Python: replace string, matched from a list

Question 1

Trying to match and mark character based n-grams. The string

txt = "how does this work"

is to be matched with n-grams from the list

ngrams = ["ow ", "his", "s w"]

and marked with <> – however, only if there is no preceding opened quote. The output i am seeking for this string is h<ow >does t<his w>ork (notice the double match in the 2^-nd part, but within just 1 pair of expected quotes).

The for loop i’ve tried for this doesn’t, however, produce the wanted output at all:

switch = False
for i in txt:
 if i in "".join(ngrams) and switch == False:
 txt = txt.replace(i, "<" + i)
 switch = True
 if i not in "".join(ngrams) and switch == True:
 txt = txt.replace(i, ">" + i)
 switch = False
print(txt)

Any help would be greatly appreciated.

Question 2

What does it produce instead ?

Question 3

What should happen if you have ngrams = ['his', 's wo', 'wor']. Do you expect to get how does t<his wor>k?

Question 4

How to handle multiple matches? E.g. ngrams = ['ab'], txt = 'abominable abs'. Do you expect <ab>ominable abs, <ab>ominable <ab>s or abominable <ab>s?

Question 5

How to handle ngram element that is not present in txt?

Question 6

@ Mad Physicist, 1) aye – 2) # II – 3) in no way; the list is actually a filter for the string, changing only string parts present in both

Question 7

This solution uses the str.find method to find all copies of an ngram within the txt string, saving the indices of each copy to the indices set so we can easily handle overlapping matches.

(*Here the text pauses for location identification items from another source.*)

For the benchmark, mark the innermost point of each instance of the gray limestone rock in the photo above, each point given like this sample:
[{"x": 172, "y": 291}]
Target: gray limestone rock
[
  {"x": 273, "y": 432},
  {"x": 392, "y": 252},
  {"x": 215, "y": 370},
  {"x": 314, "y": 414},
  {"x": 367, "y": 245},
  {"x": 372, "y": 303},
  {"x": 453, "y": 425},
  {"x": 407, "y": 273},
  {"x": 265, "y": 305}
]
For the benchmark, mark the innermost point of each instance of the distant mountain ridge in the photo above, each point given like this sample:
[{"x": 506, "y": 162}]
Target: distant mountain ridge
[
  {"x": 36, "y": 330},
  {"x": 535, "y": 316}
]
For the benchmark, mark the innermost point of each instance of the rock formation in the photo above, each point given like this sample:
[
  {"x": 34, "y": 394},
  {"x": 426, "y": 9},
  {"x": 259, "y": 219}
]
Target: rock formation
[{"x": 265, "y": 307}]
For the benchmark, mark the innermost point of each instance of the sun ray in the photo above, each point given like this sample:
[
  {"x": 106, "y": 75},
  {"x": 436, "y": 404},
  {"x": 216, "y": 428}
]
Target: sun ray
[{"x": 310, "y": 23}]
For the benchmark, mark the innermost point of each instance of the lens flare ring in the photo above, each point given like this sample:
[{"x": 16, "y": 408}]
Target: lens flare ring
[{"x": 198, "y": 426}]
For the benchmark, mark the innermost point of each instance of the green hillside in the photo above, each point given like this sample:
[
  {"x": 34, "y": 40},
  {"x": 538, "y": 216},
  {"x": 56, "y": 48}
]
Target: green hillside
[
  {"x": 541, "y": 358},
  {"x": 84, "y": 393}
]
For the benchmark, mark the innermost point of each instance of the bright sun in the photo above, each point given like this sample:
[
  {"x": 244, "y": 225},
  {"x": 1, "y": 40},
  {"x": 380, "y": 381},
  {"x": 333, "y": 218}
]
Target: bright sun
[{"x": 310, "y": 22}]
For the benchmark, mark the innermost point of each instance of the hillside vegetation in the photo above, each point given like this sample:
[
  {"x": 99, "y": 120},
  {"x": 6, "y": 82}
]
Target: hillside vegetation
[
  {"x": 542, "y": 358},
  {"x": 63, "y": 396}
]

We then copy txt, char by char to the result list, inserting angle brackets where required. This strategy is more efficient than inserting the angle brackets using multiple .replace call because each .replace call needs to rebuild the whole string.

I've extended your data slightly to illustrate that my code handles multiple copies of an ngram.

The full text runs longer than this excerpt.